Jobs Similar to Data Engineer
As we’ve mentioned, a data engineer in a large company may work closely with a Data Architect. Like their counterparts in the physical world, an architect is often immersed in the planning stages of infrastructure projects and a data engineer is deeply involved in the actual construction process.
It’s important to note that data engineers are typically not analysts. Their job is to make data available to others; they don’t use it to discover patterns and trends that affect business decisions. If you’re interested in that kind of role, you may wish to consider being a:
Having said that, some smaller companies may combine the roles of scientist and engineer into one.
Data Engineer Job Outlook
The rise in need for data management and transition to Cloud storage results in a higher need for data engineers to perform these tasks.

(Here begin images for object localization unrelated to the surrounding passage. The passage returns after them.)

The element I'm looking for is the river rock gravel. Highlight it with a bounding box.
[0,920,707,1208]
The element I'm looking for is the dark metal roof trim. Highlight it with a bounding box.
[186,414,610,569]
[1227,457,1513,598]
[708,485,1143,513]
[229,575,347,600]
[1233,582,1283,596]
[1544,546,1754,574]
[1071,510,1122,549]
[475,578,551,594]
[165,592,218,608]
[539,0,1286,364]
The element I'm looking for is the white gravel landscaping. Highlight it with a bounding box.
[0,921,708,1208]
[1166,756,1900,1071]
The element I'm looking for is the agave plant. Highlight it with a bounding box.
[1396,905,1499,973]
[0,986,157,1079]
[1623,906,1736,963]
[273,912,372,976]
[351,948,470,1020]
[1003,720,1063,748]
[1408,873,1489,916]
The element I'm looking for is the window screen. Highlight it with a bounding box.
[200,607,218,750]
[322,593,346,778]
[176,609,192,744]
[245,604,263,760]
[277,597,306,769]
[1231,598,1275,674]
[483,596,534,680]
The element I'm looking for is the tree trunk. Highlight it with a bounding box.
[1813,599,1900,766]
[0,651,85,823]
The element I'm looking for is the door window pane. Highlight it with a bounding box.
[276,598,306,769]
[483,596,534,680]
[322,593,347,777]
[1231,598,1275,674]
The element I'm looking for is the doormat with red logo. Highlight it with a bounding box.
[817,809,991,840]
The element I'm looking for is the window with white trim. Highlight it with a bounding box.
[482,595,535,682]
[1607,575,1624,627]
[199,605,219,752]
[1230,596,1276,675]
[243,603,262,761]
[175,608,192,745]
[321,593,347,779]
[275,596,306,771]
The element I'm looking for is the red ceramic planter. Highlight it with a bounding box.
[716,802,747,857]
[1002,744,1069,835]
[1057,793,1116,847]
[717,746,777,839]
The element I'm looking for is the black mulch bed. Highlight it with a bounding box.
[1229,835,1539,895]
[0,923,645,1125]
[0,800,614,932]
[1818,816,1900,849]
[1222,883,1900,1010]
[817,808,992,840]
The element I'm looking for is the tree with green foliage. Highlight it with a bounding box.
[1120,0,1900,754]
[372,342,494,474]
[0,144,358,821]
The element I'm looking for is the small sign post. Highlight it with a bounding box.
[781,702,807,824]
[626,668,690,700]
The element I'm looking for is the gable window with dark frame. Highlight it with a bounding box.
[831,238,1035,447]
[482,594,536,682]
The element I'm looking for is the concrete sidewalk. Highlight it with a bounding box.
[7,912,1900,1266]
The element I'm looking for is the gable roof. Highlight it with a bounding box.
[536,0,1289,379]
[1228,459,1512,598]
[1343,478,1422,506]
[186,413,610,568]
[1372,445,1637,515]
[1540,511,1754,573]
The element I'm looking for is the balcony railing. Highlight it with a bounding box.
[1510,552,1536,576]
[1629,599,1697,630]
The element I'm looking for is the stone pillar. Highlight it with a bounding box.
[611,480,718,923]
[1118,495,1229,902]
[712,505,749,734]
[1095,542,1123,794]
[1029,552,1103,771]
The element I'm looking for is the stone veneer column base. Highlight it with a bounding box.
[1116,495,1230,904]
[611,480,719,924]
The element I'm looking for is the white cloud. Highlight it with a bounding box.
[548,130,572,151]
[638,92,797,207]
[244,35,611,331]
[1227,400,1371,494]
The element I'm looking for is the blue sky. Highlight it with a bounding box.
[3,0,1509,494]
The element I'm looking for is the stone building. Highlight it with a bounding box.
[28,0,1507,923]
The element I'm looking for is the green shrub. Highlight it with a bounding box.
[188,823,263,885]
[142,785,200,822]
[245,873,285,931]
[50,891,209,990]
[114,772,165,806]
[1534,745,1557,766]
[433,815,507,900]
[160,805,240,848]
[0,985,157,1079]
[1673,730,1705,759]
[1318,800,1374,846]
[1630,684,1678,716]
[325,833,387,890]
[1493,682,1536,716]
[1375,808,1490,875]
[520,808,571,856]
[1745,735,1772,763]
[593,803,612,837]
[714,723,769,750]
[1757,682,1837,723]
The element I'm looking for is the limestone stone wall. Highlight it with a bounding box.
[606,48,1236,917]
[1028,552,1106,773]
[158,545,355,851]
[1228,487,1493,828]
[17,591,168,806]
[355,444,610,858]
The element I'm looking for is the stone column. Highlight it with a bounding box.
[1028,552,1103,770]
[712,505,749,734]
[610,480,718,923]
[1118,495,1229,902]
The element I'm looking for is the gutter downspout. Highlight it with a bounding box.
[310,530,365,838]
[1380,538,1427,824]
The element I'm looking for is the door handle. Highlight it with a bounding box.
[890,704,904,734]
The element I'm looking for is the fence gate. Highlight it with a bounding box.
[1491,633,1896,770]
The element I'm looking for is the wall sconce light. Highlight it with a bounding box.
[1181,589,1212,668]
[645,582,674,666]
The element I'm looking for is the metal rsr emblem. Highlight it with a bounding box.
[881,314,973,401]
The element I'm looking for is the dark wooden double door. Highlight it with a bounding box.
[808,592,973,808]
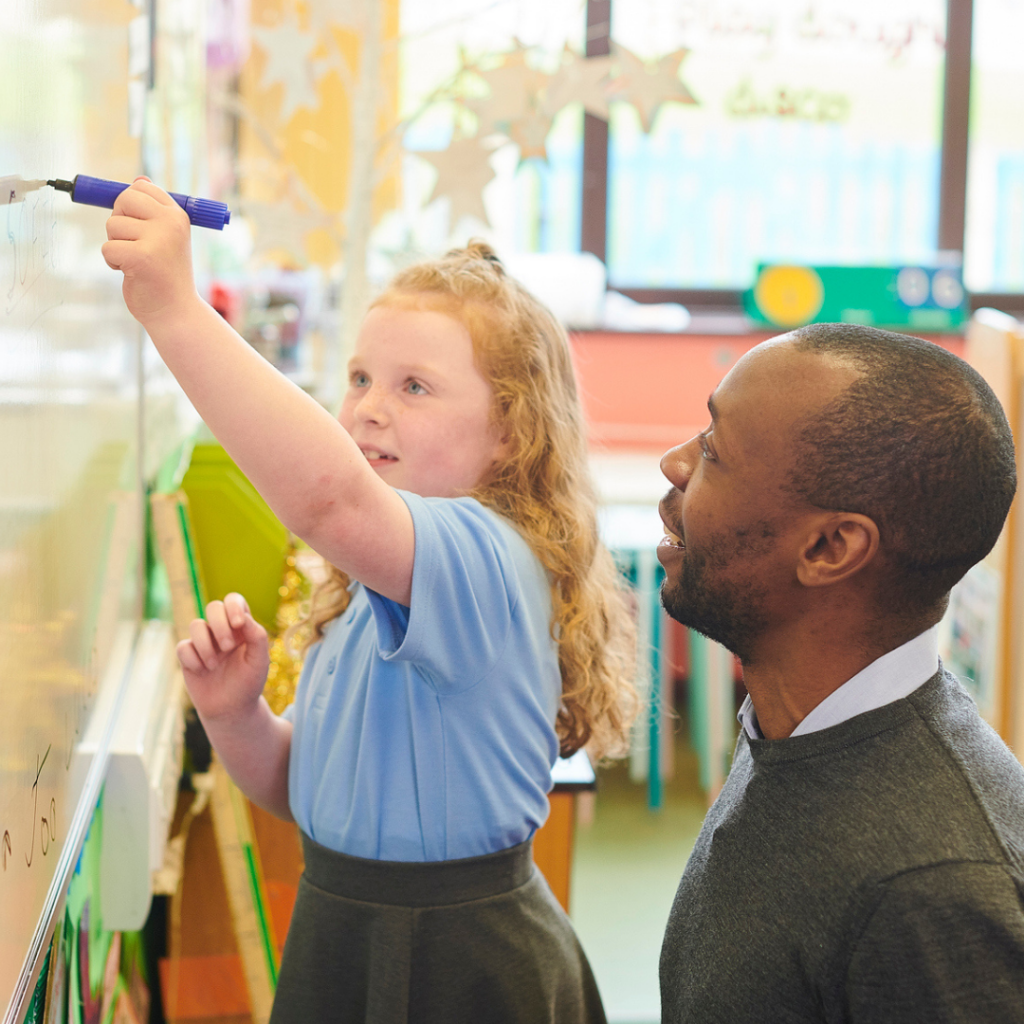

Job opportunities will be best for candidates who aren’t afraid of change! The evolution of Hadoop, which is increasingly being used as an enterprise data hub, advances in processing power for predictive analytics and a general shift towards the Cloud could make a data engineer’s life more complicated.
Even well-established methods of data management are mutating. For instance, instead of carefully designing a data model before entering data into a system, some engineers are now dumping their information into big data lakes (e.g. a Hadoop repository), where organizations can access and analyze data regardless of schema.
Although these changes can sometimes make for a frustrating work day, it’s an incredibly exciting time to be a builder. If you love playing with new tools and can think outside the relational database box, you’ll be in a prime position to help companies adapt to the 21st century.